The trouble is, when I am passionate about something, I tend to do a lot of research about it. I know about it in depth. If most people tried to send me a Civil War-themed package, I probably wouldn't be able to use 90% of it. Most of what's available at a typical Civil War reenactment is crap, frankly, with almost no relation to historic artifacts.
Plus, when I am passionate about something, I tend to collect obsessively. I already own a lot of stuff.
As far as sending out, some people said their favorite periods were an Egyptian dynasty, or ancient Japan, or who knows what. I wouldn't mind learning about those eras, but the thought of constructing a competent package freaked me out.
I'm glad I didn't drop out and hope my partner likes her package (more on that when it arrives).
In the meantime, my incoming swap arrived.
My partner chose Tudor England, which I actually haven't studied overmuch. My literary interests were medieval, then skipped to Shakespeare's era (just after Henry VIII), then settled firmly on the Victorians.
Here's the big haul.
ScrapingD included some crocheted mitts (which I am artfully modeling while trying to avoid showing my dirty fingernails) as well as a pattern to make some rose-themed mitts.

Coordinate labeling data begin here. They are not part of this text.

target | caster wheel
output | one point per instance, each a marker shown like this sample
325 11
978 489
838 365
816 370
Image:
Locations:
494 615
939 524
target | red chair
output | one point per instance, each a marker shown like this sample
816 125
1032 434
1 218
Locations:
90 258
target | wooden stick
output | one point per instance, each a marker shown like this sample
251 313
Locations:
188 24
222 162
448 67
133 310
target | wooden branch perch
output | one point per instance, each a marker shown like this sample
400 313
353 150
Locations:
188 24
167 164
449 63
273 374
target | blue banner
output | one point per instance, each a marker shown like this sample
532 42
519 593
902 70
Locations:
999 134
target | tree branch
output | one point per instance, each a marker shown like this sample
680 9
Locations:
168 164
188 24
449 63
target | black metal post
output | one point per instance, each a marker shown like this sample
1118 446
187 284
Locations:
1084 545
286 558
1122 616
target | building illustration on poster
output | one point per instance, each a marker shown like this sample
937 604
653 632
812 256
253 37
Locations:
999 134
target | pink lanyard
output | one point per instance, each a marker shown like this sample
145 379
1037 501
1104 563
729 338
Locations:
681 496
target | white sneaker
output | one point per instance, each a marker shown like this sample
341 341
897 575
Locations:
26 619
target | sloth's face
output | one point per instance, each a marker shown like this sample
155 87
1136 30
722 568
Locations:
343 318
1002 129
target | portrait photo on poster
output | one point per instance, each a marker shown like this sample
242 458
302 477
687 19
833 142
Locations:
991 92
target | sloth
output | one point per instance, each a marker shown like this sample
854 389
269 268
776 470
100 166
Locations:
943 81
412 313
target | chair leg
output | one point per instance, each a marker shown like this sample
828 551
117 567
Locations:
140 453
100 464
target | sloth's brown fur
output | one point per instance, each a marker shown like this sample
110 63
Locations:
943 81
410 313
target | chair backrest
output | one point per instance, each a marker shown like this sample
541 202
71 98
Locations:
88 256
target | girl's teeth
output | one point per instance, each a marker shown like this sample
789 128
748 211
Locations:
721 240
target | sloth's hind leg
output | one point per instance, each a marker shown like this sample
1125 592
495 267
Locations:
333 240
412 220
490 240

For knitting, she included some bamboo needles, a floral scissors fob, a variety of cases for needles and notions, and some stitch markers. A skein of Berroco Seduce paid tribute to Henry VII and his wicked ways. There was also a felted yarn bowl designed to sit next to my chair and hold my working yarn.
For pampering, I got a nail file, a lavender candle, a silken rose hair clip, and rose lip gloss.
There were some Christmas postcards of 1840s Baltimore Album quilts, which I have long loved and collected images of.
The cutest thing was this little thumb pin-cushion (again, notice the nail-free hand modeling!) made from a bottle cap and some bias tape. I might have to figure out how to make some of these.
Finally, a copy of The Wild Irish, a novel about Queen Elizabeth and a pirate, which sounds like a hoot. Earlier this semester, I showed Shakespeare in Love, which has a long-running gag about Romeo and Ethel the Pirate's Daughter. Plus, we just finished reading Acts III & IV of Hamlet, with that most ridiculous literary device: pirates, who rescue Hamlet and return him to Denmark.